National Trading Standards Estate and Letting Agency Team (NTSELAT) boss James Munro has fired a warning shot over the bows of estate agencies who earn referral fees referring customers to in-house conveyancing, surveying and other property-related services.
His warning came during a Propertymark webinar giving member agents advice on the current guidance relating to referral fees, which are a political hot potato at the moment.
The government is currently mulling over his team’s recommendations on referral fees, which include making sales and letting agents report much earlier when and how they earn income from lucrative mortgage, conveyancing, and surveying recommendations.
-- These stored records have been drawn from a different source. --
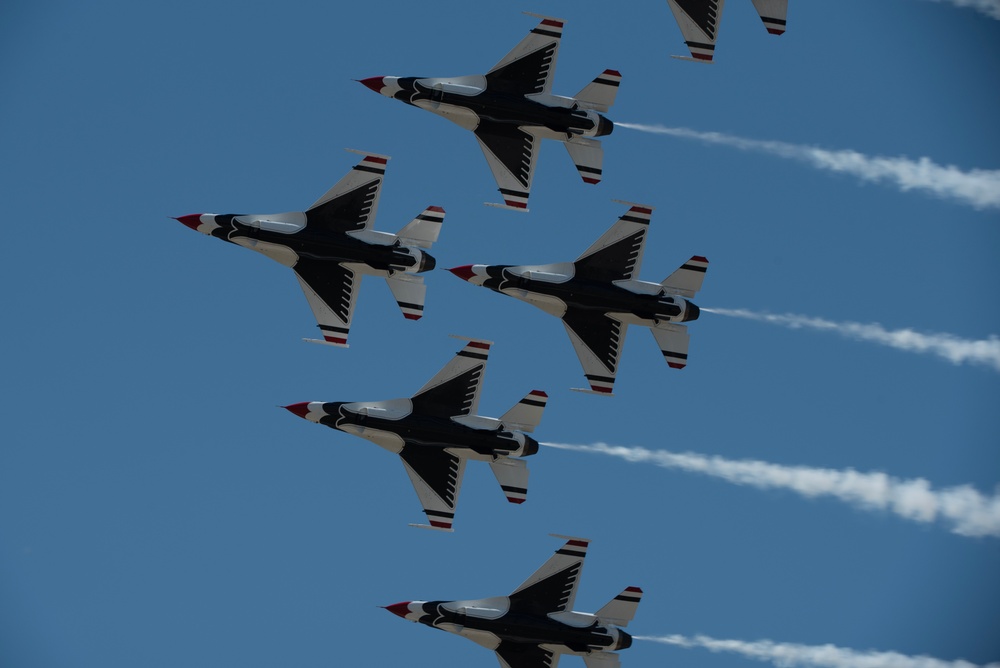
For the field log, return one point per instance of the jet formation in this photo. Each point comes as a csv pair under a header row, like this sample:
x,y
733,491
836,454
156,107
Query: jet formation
x,y
597,298
699,22
437,430
536,623
511,108
331,245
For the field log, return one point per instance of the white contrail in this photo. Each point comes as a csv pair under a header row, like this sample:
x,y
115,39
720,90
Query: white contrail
x,y
989,7
969,512
985,352
819,656
978,187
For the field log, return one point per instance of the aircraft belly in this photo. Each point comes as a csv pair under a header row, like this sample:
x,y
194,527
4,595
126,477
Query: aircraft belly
x,y
547,303
384,439
277,252
460,116
632,319
484,638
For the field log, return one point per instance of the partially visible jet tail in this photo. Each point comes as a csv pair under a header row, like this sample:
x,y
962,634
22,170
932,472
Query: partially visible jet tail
x,y
587,155
512,474
527,413
600,93
687,280
423,230
621,609
773,14
410,293
673,341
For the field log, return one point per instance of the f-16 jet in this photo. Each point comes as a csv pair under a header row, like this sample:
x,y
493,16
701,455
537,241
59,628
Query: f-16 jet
x,y
331,245
535,625
699,22
597,297
437,430
511,109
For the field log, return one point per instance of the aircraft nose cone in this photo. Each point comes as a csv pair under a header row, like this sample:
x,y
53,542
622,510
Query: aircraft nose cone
x,y
192,220
464,272
301,409
374,83
399,609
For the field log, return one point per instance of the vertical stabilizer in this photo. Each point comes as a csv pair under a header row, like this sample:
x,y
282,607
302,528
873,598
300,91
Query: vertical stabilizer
x,y
621,609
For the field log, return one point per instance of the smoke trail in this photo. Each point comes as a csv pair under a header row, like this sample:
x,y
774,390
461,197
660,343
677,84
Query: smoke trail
x,y
957,351
989,7
819,656
979,187
969,512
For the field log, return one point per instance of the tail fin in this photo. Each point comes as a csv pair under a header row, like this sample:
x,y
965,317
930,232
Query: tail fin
x,y
409,292
512,474
423,230
527,413
600,93
621,609
587,155
772,13
686,281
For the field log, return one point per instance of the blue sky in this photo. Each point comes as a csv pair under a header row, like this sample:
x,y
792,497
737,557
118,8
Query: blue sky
x,y
156,509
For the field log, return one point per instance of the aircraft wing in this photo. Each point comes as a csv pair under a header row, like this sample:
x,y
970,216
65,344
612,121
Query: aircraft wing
x,y
510,151
437,477
528,68
332,292
699,23
597,339
552,588
350,205
617,255
524,655
773,14
454,390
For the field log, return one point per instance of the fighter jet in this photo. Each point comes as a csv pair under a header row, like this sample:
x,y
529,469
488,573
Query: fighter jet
x,y
699,22
436,430
536,624
511,109
331,245
597,298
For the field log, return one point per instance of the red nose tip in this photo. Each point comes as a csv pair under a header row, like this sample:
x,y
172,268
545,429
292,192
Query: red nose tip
x,y
399,609
464,272
375,83
301,409
192,220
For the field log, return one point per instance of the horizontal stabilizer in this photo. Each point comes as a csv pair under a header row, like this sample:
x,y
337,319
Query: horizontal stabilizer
x,y
621,609
527,413
600,93
428,526
673,342
773,14
686,281
601,660
512,474
423,230
587,155
409,292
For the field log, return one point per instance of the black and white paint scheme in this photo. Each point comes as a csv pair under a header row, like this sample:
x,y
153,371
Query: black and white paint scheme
x,y
699,22
511,109
597,297
437,430
536,624
332,244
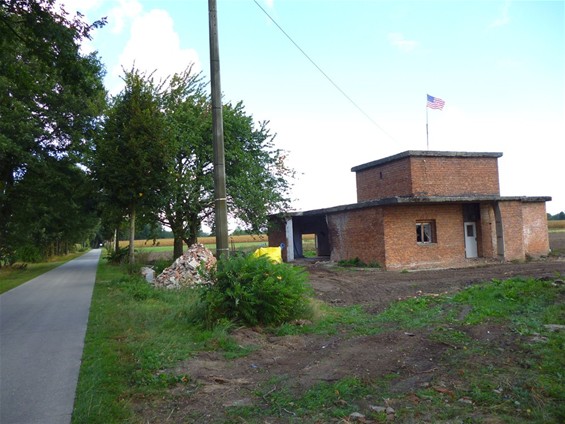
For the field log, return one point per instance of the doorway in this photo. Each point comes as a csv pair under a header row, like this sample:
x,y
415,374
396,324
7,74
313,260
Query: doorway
x,y
470,240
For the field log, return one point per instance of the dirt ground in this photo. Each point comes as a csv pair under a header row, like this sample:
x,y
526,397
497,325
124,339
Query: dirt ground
x,y
302,361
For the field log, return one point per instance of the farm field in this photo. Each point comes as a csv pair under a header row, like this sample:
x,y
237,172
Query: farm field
x,y
404,346
245,243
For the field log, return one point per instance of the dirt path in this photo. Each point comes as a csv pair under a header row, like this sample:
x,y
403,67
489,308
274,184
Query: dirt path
x,y
302,361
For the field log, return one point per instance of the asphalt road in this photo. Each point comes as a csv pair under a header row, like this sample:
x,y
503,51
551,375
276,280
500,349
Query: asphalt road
x,y
42,328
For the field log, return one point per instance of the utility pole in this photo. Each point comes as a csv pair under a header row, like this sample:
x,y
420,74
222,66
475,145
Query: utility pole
x,y
221,218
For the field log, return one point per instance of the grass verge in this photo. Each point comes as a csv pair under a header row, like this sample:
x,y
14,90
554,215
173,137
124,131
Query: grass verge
x,y
500,362
18,274
134,333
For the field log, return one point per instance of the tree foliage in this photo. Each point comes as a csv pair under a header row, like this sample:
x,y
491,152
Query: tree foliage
x,y
132,153
52,96
257,179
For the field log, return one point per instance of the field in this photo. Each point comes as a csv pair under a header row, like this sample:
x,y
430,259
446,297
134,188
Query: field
x,y
246,243
556,226
453,346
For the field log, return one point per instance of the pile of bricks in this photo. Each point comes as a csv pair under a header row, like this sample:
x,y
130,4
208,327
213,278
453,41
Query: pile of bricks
x,y
189,270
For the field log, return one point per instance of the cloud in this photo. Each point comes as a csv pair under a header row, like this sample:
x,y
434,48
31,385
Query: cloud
x,y
154,46
124,11
504,18
397,40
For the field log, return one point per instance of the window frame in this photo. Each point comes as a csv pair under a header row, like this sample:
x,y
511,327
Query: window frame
x,y
424,237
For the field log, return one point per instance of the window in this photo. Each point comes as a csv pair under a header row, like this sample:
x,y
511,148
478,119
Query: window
x,y
425,232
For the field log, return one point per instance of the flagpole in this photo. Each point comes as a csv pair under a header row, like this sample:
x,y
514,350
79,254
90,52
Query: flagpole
x,y
427,134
“My team is less interested when agents earn a commission from working with a supplier to enable a transaction, and more focussed when they take half of a £500 fee for doing very little work other than referring a customer to a supplier,” he says.
Munro was particularly scathing of larger agents who refer clients to internal mortgage and conveyancing services without revealing how the price a client pays for a fee could include intra-group or inter-company referral charges.
“It gets difficult when the same company has an in-house service, but we’re trying to encourage people to shop around so yes, internal fees earned need to be disclosed,” Munro says.
During the lively Q&A, Munro also warned agents that hiding fee arrangements within small-print T&Cs is not acceptable, reminding agents that buyers, sellers, landlords and tenants need to understand how fees will be charged up-front ‘as early as possible’ including within online and print listings too.
Sean Hooker, Head of Redress at The Property Redress Scheme, says: “Agents have to understand that the recommendations have stopped short of calling for a full ban on referral fees so it is in their best interest to cooperate fully with the voluntary disclosure and be as transparent and upfront as possible.
“This means not trying to get round the guidance by trying to hide these fees in plain sight in their terms and conditions or in small print or using jargon and legal speak to confuse or mislead a consumer.
“The redress schemes worked very closely with NTSELAT, the trade bodies and the Government to help draw up their guidance which should be followed to ensure nothing is hidden.
“We will therefore look very dimly on complaints where an agent has been less than open and there is even the possibility that a criminal offence is committed under consumer protection regulations and a case will be escalated by us to James and his team”.